The Court of Appeals reversed, holding that Guarantee’s claim accrued in May 2006, when Guarantee issued its first bond in reliance on the audit. The Texas Supreme Court held in 1997: “A person suffers legal injury from faulty professional advice when the advice is taken.” And although the discovery rule might have tolled limitations, Guarantee’s reliance on that rule failed because it did not obtain an explicit finding by the trial court identifying “when Guarantee knew or should have known of the facts giving rise to Guarantee’s claim.” The two-year limitations period therefore expired in May 2008.
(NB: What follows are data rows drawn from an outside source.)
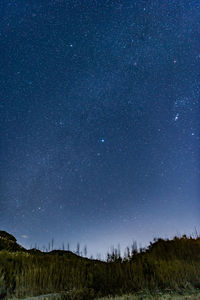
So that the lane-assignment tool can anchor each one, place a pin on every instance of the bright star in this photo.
(176, 117)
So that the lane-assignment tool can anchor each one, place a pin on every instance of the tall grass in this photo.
(165, 265)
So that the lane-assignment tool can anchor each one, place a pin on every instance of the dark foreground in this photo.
(167, 266)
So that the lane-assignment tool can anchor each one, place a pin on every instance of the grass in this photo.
(156, 297)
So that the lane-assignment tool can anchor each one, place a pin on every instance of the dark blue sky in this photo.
(99, 120)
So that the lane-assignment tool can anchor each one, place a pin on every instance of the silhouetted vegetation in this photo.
(166, 265)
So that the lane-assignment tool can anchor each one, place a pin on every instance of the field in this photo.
(156, 297)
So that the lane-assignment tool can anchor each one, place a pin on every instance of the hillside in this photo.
(166, 265)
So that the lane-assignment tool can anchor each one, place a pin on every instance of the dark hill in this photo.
(165, 265)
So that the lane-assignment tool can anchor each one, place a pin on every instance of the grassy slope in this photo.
(165, 265)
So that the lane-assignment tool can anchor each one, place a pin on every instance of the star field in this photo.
(99, 120)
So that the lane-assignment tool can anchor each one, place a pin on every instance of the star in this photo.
(176, 117)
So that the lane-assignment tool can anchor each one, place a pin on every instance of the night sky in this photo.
(99, 121)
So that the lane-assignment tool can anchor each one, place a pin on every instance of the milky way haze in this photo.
(99, 120)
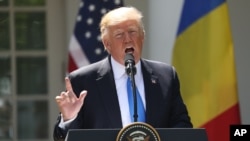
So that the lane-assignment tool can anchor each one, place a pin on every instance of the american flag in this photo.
(85, 45)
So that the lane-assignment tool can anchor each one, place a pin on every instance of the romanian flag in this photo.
(204, 59)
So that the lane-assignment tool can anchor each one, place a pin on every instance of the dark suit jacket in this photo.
(164, 105)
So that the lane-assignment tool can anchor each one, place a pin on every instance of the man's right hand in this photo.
(69, 104)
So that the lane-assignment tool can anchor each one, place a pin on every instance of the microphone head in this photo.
(129, 58)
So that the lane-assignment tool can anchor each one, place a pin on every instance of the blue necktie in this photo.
(140, 107)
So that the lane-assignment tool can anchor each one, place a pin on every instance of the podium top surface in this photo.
(166, 134)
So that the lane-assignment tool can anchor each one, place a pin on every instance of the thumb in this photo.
(82, 95)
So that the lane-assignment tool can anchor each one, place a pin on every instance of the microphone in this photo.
(131, 71)
(130, 64)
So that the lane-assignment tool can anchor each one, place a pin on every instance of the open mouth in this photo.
(129, 50)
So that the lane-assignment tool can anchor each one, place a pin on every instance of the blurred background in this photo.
(34, 40)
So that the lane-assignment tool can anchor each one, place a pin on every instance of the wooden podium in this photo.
(166, 134)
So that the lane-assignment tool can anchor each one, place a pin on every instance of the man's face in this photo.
(124, 37)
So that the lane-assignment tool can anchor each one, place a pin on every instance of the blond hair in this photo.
(119, 15)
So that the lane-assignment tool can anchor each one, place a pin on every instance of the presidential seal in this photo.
(138, 131)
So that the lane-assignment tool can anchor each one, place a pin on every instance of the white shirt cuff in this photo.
(63, 124)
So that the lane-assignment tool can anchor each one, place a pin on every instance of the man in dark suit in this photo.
(96, 95)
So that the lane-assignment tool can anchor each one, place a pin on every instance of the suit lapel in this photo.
(108, 93)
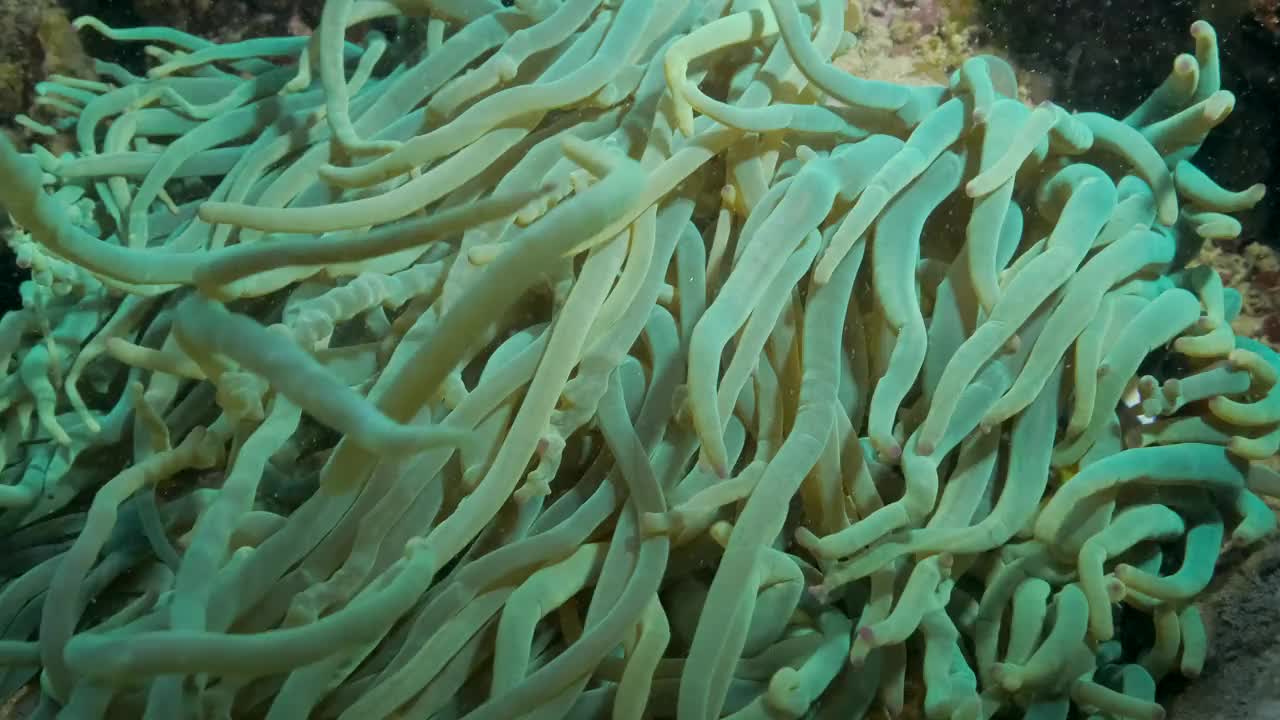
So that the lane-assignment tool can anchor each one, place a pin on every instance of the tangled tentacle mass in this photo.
(613, 358)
The Court of Appeals affirmed the summary judgment dismissing Weaver’s counterclaim, holding there was no evidence that: (1) J&V had assigned its rights and obligations vis-à-vis Weaver to Guarantee; (2) Guarantee had acted as a contractual or equitable subrogee of J&V; (3) Guarantee was liable under offensive collateral estoppel; or (4) Guarantee was J&V’s alter ego.

Neither party recovered anything from the other.